In my day, adult stores had foot-thick concrete walls to prevent your shame from oozing out from around the door frame. At Eva’s, however, everyone is happy to be there. The employees even have I.D. tags with their own names on them, like “Rachel,” “Sade,” and “Tyler.” It is very clear they feel they don’t have to make excuses about where they work or create lies about why their skin is white from being in a blackened, pornographic tomb all day. (Although in Oregon, we all look that way.)
“Hello!” I said to Rachel, my blossoming excitement for National Masturbation Day, which was now mere weeks away. “I have recently had gender affirmation surgery!” I exclaimed, a glass of shot-gunned pinot having bolstered my enthusiasm. “I have no idea what I’m doing, but my friend assures me I want something more than a stick!”
OK, I did not actually say anything about a stick.

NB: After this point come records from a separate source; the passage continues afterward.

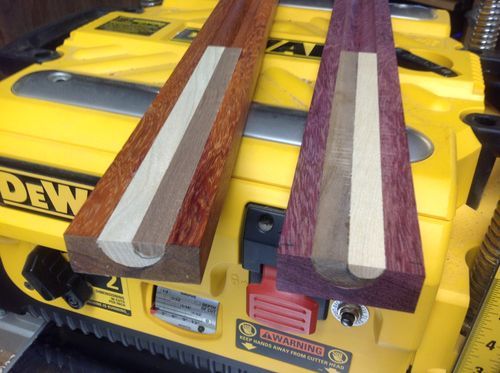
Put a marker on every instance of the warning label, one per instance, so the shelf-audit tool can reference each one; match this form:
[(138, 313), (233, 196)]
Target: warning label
[(136, 26), (291, 349), (110, 293)]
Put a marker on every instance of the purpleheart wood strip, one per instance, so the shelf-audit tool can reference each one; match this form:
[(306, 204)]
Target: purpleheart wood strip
[(318, 267)]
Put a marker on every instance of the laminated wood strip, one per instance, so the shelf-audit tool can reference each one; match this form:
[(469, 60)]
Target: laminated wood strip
[(178, 162), (153, 197), (351, 229)]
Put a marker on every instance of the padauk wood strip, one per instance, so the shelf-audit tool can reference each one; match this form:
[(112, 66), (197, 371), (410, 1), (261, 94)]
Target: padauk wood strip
[(172, 231)]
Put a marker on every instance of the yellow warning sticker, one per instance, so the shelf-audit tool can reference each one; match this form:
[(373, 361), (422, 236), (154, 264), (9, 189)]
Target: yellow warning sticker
[(292, 349), (110, 293)]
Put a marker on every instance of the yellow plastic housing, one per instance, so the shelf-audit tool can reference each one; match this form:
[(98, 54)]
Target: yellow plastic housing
[(86, 141)]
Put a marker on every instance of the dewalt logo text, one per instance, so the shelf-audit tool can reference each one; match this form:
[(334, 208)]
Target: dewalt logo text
[(42, 194)]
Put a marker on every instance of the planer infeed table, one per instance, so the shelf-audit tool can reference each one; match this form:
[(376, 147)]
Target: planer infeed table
[(64, 119)]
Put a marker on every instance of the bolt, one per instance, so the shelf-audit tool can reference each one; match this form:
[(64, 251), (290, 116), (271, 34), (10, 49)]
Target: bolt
[(28, 285), (348, 314), (347, 319)]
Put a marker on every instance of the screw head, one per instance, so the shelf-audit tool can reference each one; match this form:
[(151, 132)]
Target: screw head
[(347, 319)]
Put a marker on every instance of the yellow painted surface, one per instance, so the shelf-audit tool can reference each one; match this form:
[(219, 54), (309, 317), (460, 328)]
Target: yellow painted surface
[(86, 141)]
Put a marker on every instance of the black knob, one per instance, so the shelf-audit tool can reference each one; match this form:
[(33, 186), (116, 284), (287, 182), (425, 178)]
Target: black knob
[(50, 274)]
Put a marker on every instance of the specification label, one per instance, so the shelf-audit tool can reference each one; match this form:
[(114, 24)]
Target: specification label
[(186, 311)]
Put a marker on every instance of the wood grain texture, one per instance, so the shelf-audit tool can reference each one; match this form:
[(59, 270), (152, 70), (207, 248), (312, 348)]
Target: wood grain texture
[(351, 229), (176, 227)]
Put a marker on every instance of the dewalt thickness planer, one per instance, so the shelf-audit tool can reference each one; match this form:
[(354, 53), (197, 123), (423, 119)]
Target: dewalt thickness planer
[(66, 111)]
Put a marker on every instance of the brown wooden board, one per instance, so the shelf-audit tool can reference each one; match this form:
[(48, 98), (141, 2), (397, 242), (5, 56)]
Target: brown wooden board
[(154, 212), (351, 230)]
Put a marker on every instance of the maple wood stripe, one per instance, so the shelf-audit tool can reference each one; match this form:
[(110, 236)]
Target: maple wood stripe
[(331, 238), (366, 231), (155, 229), (115, 240)]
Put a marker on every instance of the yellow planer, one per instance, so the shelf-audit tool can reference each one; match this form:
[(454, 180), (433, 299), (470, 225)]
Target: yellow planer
[(64, 119)]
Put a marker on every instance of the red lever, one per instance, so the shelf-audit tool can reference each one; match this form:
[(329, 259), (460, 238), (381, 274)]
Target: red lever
[(284, 311)]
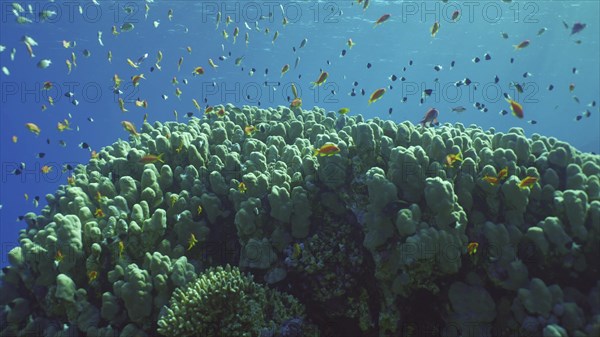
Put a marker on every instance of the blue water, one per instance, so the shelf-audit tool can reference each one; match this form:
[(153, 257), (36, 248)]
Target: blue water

The rest, however, is verbatim, including the exclamation points that indicate that I was talking incredibly loudly. Rachel smiled, as it did Sade, Tyler, and six other people in the store.
Like one would discuss a new car purchase or the features on a Swiss Army Knife, we talked about the full range of sex toys that might suit my masturbation needs. In the end, my vibrator purchase was much like my first car: it had a sleek, modern design, precise controls, smooth surfaces, and even USB charging. (If my Swiss Army Knife had all of that, I wouldn’t have needed a vibrator.) It’s called the Pave Grace.
“It even has my middle name!” I told Rachel, Sara, and eastern Lane County. “It’s like I’m screwing myself! How meta!”
I couldn’t wait to whip out my new toy for a test drive later that day. I’ll admit, at first I really didn’t know what I was doing. The whole thing was rather unwieldy, and quite frankly rougher than I thought it would be. Knowing Sara had more experience with these kinds of things, I called her for advice.
Sara: “You have to take it out of the box.”
An hour later, things were good – amazing, in fact. And here, on National Masturbation Day 2020, I highly recommend the Pave Grace. (Note: it turns out the cable coming out of the USB is for charging only.) It’s so great, you won’t even mind having to pay for the pleasure. Sure, it’s more money than it used to be for the joy of masturbating, but unlike The Rolling Stones, for $42.99, I got my satisfaction.